二話 彼の選択(17)
ピリリリリリリ
ピリリリリリリ
ピリリリリリリ
クロウリーさんからの着信だった。用件は察せられたが、慌てて取る。
「もしもし」
『アイゼンベルク様の屋敷にクラゲが集中しています。理由が分かりますか?』
余裕がないクロウリーさんの声に緊迫感が増す。
「起きていませんか? 寝てもらうべきです」
『それは分かっていますが、まずは原因を調べないと危険です』
「――」
言うべきか迷った。
これはあまり出したくないカードだったからだ。
それと同時に、アイゼンベルクさんをこのまま生かすべきなのかも迷った――正直、彼が生きたままこの世にいるのは恐ろしいと感じていた。
悟と目が合う。悟が私からスマートフォンを取り上げた。
「悟です。このまま寝かせて大丈夫です。むしろ、集まっているのはアイゼンベルクさんが原因かと思います。感情の揺れが他の人より多く出る体質のようで、クラゲには格好の的になっています」
『〜〜〜〜、〜〜』
「はい、すぐにでも寝てもら――」
突如、視界から光が消えた――いや、正確にはノートパソコンとスマートフォンの光は煌々と、眩しいほどに光を発している。
「風力発電がやられたね……。たまたま当たって、武器と判定されたんだ」
ミライが苦々しく言った。
「運が悪すぎでしょ、勘弁して……」
すぐさま補助電源に切り替わり、部屋の照明が点灯する。
「これから、風力発電が復帰するまでは最低限のみの生活になるね」
「サイアク」とミライがとても嫌そうに毒付いた。
私もその気持ちはとても分かる。疑似窓も、冷蔵庫もテレビも使えなくなるのは、少々辛い。
基本的にオール電化なこの島は、ちょっとお湯を沸かす等の行為も、シャワーに入る行為もできなくなるだろう。辛い。
「――は?!」
電話を続けていた悟がパソコンを手に取り、カチカチとカメラを切り替える。
「絶望的じゃないですか……」
悟の言葉に一瞬で血の気が引いていくのが分かった。震える声で問いかける。
「どうしたの?」
「強風で死ぬクラゲが予想以上に多くて、島が死骸のスラリーで覆い尽くされ始めてる……」
「え――?」
パソコンの向きを変えて画面を確認する。
町の地面が見えないほど、白濁スラリーが広がっている光景は気味が悪く……
「通風口が……」
白濁スラリーの重みで破壊された残骸が、あちこちの通風口を塞いでいた。
「このままだと、窒息死する……」
ミライの呟きに頭が真っ白になった。
「え、でも、ジェット噴射設備でどけられるんじゃ……」
「補助電源だと、出力が足りない可能性が高いよ」
ミライの指摘に、爪先から体温がなくなっていくのを感じた。
――どうしよう……。
頭が真っ白になる。
――助かるためにわざわざ来たのに、結局だめなの? 日本の研究所にいた方がよかったんじゃん……。
「ごめん、ミライ。緊急会議に行ってくる。茜のフォローよろしく!」
「分かった!」
「え、私も行くよ……」
「君は今、パニックで使い物にならない。ミライがOK出したら合流して!」
そう言うや否や、悟はノートパソコンやタブレットを抱えて走って出ていった。
薄暗い部屋でミライと2人きりになる――正確には、隣の寝室で子供たちが寝ているけど。
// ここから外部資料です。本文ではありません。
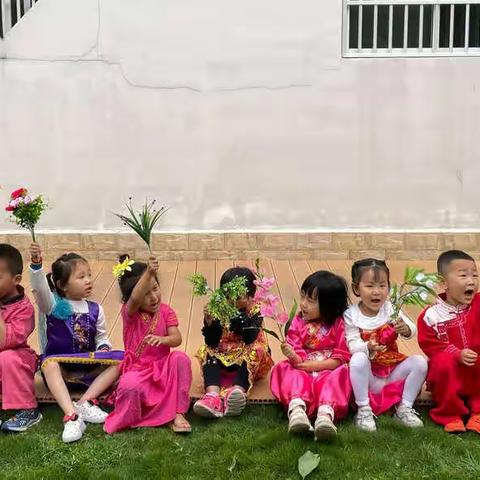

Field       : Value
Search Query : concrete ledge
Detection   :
[0,232,480,260]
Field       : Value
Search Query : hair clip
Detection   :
[112,257,135,280]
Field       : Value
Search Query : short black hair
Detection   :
[300,270,348,325]
[118,254,160,303]
[437,250,475,275]
[220,267,257,297]
[0,243,23,276]
[47,252,88,297]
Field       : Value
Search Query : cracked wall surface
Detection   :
[0,0,480,231]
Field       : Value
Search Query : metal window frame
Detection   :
[342,0,480,58]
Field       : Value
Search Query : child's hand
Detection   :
[393,318,412,337]
[147,255,160,275]
[29,242,42,264]
[280,343,297,359]
[460,348,478,367]
[145,335,164,347]
[367,333,387,353]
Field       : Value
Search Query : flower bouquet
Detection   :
[189,273,248,327]
[378,267,439,345]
ミライが私に身体を向けて座り直し、私の両手を握った。
「お母さん、大丈夫。深呼吸して」
言われるがまま深呼吸する。
「ちょっと落ち着いた?」
「うーん、ちょっと?」
「大丈夫、僕たちは死なないよ。僕が護るから」
「ふふ、ありがとう」
言葉が嬉しくて微笑むと、ミライは優しく私の手を撫でた。
「でも、ここからどうしよう……」
「お母さん、ちょっと休んで。自覚ないだろうけど、透視したせいで顔色が悪いよ」
水を渡されたので一口飲む。喉が乾いていたことに気がついて、コップの分をすべて飲み干す。
まだ身体は熱を失ったままで、ミライが温めるように手を撫でる。温かくて心地よい。
「お母さん、大好き」
「なに、急に――私も大好きだよ、ミライ」
お互いに微笑んでいると、ふと、ミライが真剣な表情をした。
「――もし、僕に地球を助ける方法があったら、使って欲しい……?」
「使って欲しいけど、制約あるんじゃないの?」
「あるね」
「どんな?」
「うーん、元の場所に戻らないといけなくなる……かな」
「会えなくなるの?」
「僕と僕の身体は残るよ」
「戻ってなくない?」
とんちのような言葉に思わず苦笑いする。
――けど、ミライの情報構造体の特殊さを思い出して、苦笑いも引っ込んだ。